Her posture is a 180 from her predecessor, former Mayor Jim Kenney, who led the city during Trump’s first administration and seemed to relish taking the fight to the White House, calling Trump everything from a con man to an “idiot.”

After Trump’s first election win in 2015, Kenney, too, expressed openness to meeting with him. But the collegiality didn’t last, largely because of Trump’s maximalist immigration policies, which Kenney — who made standing up for immigrants a cornerstone of his political identity — despised.

Parker is already facing pressure to take a more Kenney-style approach to immigration. Activists want her to vow Philadelphia’s status as a sanctuary city is here to stay, despite threats from Trump and incoming administration officials to strip federal funding from cities that protect undocumented immigrants.

’This isn’t 2016′

Richardson Dilworth, a professor and head of the Department of Politics at Drexel University, said Trump has created an environment of uncertainty by repeatedly making unspecific threats of retaliation against cities and states that do not fall in line with his administration’s vision on immigration. He has at times said he would use the military to carry out deportations or strip federal funding from cities that do not assist.

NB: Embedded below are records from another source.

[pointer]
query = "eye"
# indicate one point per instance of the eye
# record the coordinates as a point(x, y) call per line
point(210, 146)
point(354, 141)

Dilworth said that Trump and his administration are coming in with the experience of a first term, making any threat “more serious this time.”

“This isn’t 2016,” he said. “I don’t think there’s a lot of electoral benefit for [Parker] — or even a benefit in general — to take the sort of antagonist stance that the Kenney administration had and everyone had. That’s clearly not the vibe now.”

» READ MORE: Fetterman will meet with Trump at Mar-a-Lago, culminating months of working more openly with the GOP

Parker has never been quite like Kenney, who was seen as a socially progressive member of City Council before he became mayor. Parker is a more moderate Democrat who ran for mayor on a tough-on-crime platform. Her first election was to the state House, where she occasionally worked alongside Republicans to advance policy — a sort of bipartisanship rarely necessary in City Hall, where Democrats reign.

When she ran in the Democratic primary for mayor in 2023, she spoke often on the campaign trail about her experience working with Republicans in Harrisburg and described it as evidence that she was not driven by ideology.

She has continued to resist political tribalism since taking office. Despite campaigning for Democrats ahead of the November election, Parker has since gone out of her way to strike a bipartisan tone. Parker has said she will work with new Republican U.S. Sen. Dave McCormick.

And she has on several occasions publicly congratulated new State Sen. Joe Picozzi, a Northeast Philadelphia Republican who stunned Democrats in November when he ousted one of Parker’s allies: then-Sen. Jimmy Dillon. Picozzi, the first Republican state senator from Philadelphia in more than 20 years, joined Parker and other Democrats on stage last month when she delivered a major “State of the City” address.

She greeted Picozzi during the speech and said his presence there was a symbol of her commitment to “intergovernmental cooperation.”

“The people of Philadelphia elected me to do a job,” she said. “And I need to say to you, as your mayor, that no election result will change my focus. Period.”